Pessoas que estavam no seu grupo disseram à família que Fernandes começou a passar mal no domingo, vomitou três vezes e morreu. Ele tinha 24 anos.
"Eu tenho de ir, porque aqui não tenho futuro", repetia ele, segundo um parente que falou com o Estado sob anonimato, por viver sem documentos nos EUA. Casado com Renata há pouco mais de dois anos, Maycon era o filho mais velho de Cristina. Desempregado há meses, ele cobria férias como vendedor, segundo o parente.
Seu corpo foi levado para Laredo, no Texas, e ainda não foi liberado. A família não tem os US$ 12 mil (R$ 38 mil) para seu traslado ao Brasil e iniciou uma campanha online para arrecadar fundos. Como muitos dos que tentam a sorte nos Estados Unidos, Fernandes não falava inglês e havia estudado só até o ensino médio.

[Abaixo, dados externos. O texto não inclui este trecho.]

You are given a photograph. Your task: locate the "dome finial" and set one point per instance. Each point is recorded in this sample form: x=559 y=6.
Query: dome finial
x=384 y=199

A temperatura no deserto no sul do Texas e do Arizona se aproxima dos 40ºC no verão americano e chega ao pico em agosto. O sol é inclemente e o risco de desidratação, imenso. A travessia pode durar dias, dependendo da região e do acerto com o coiote. Muitos não levam água suficiente e acabam padecendo no caminho.
“O que está matando esses meninos não são os coiotes nem os traficantes, mas a natureza. As pessoas não têm ideia do calor que faz na fronteira”, disse Dornelas D., que ajudou a família de Lucas Batista Passos a encontrar seu corpo depois de ele desaparecer no deserto do Texas no fim de abril.
Passos decidiu atravessar a fronteira de maneira clandestina depois de seu pedido de visto ter sido negado duas vezes. O mineiro concordou em pagar quase US$ 7 mil (R$ 22 mil) para o coiote que organizou a viagem. No dia 4 de abril, ele pegou um voo para o México, onde esperou 24 dias antes de cruzar a fronteira. A última foto que mandou para o irmão no Brasil mostrava que havia perdido peso.
No dia 28 de abril, Passos disse a parentes que sairia às 19 horas de Díaz Ordaz, no México, em direção ao EUA. Sete horas depois, a família conseguiu entrar em contato pelo WhatsApp com uma das pessoas que viajavam com ele. Passos teve dores terríveis nas pernas, não conseguiu mais andar e ficou para trás, informou. O brasileiro de 30 anos havia saído de Teófilo Otoni, em Minas Gerais, com destino à Carolina do Norte, onde nunca chegou.
Da cidade mineira, a família tentava descobrir seu paradeiro nos EUA. A esperança era a de que ele tivesse sido preso pela Patrulha de Fronteira e colocado em um centro de detenção. A expectativa foi reforçada pela presença de um brasileiro de nome quase idêntico em uma prisão no Texas.
Sem conseguir entrar em contato com o Lucas que estava detido nem obter informações sobre o Lucas verdadeiro, a família pediu ajuda a Dornelas por meio de uma amiga comum, 11 dias após o desaparecimento. Com pedaços de informações dadas por dois de seus companheiros de viagem, ela montou um quebra-cabeças que ajudou a polícia a localizar o corpo. Dornelas descobriu que Passos não estava em McAllen, como haviam dito os coiotes, mas em La Grulla, a 42 km de distância.
No dia 12 de junho, ela recebeu a notícia de que o corpo havia sido encontrado. A causa da morte foi desidratação. “Ninguém da minha família pensava que ele tivesse morrido. Acreditávamos que ele estivesse preso, sem poder dar notícias”, disse sua irmã, Andréia Batista Passos, que estava grávida de oito meses quando ele desapareceu. “Quando soube, senti desespero, angústia, dor, culpa. Depois, senti tristeza pelas circunstâncias em que ele morreu, em pensar que ele passou sede, fome e morreu só, em uma terra distante.”